Disclaimer: Remember that you need to get your physician's approval before beginning any new diet/exercise program, including this one! Also, if you do not know how to properly do the strength-training exercises, you will hurt yourself!! If this is the case, you need to either join Fit Camp, find a personal trainer or someone qualified to show you the proper form....or buy Dr. Darden's book!!
***Make sure to take all of your measurements before you start the next round so that you can monitor your results to keep yourself motivated!
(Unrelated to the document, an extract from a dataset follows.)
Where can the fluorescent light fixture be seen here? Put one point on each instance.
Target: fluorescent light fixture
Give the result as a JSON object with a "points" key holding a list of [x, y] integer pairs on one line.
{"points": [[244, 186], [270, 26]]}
Before you start, write down your weight, body fat % and measurements (arms, legs, waist, hips, butt, thighs, etc...particularly your midsection, because that is where Dr. Darden says women should see the most results)
***By the way....there is no quick fix to getting in shape!! Everyone wants to see results without putting in the effort that it takes!! But exercise is like anything else in life...you reap what you sow! And ladies...DO NOT be scared off by the word "strength-training" or "weight-lifting"...Dr. Darden says that the woman's biggest problem as they get older (and the reason they gain so much weight, especially in the midsection) is because of the gradual loss of muscle mass!! Remember: the more muscle you have, the more fat your burn...also, muscle weighs more than fat...the more muscle you have the better you look!! And on this program, if you follow it exactly...you will NOT get big and bulky...but lean and fit!
"Great reward demands great sacrifice!"
GOODLUCK, I know you can do it!
Quote of the week: "Whether you think you can or you can't, you're right!!"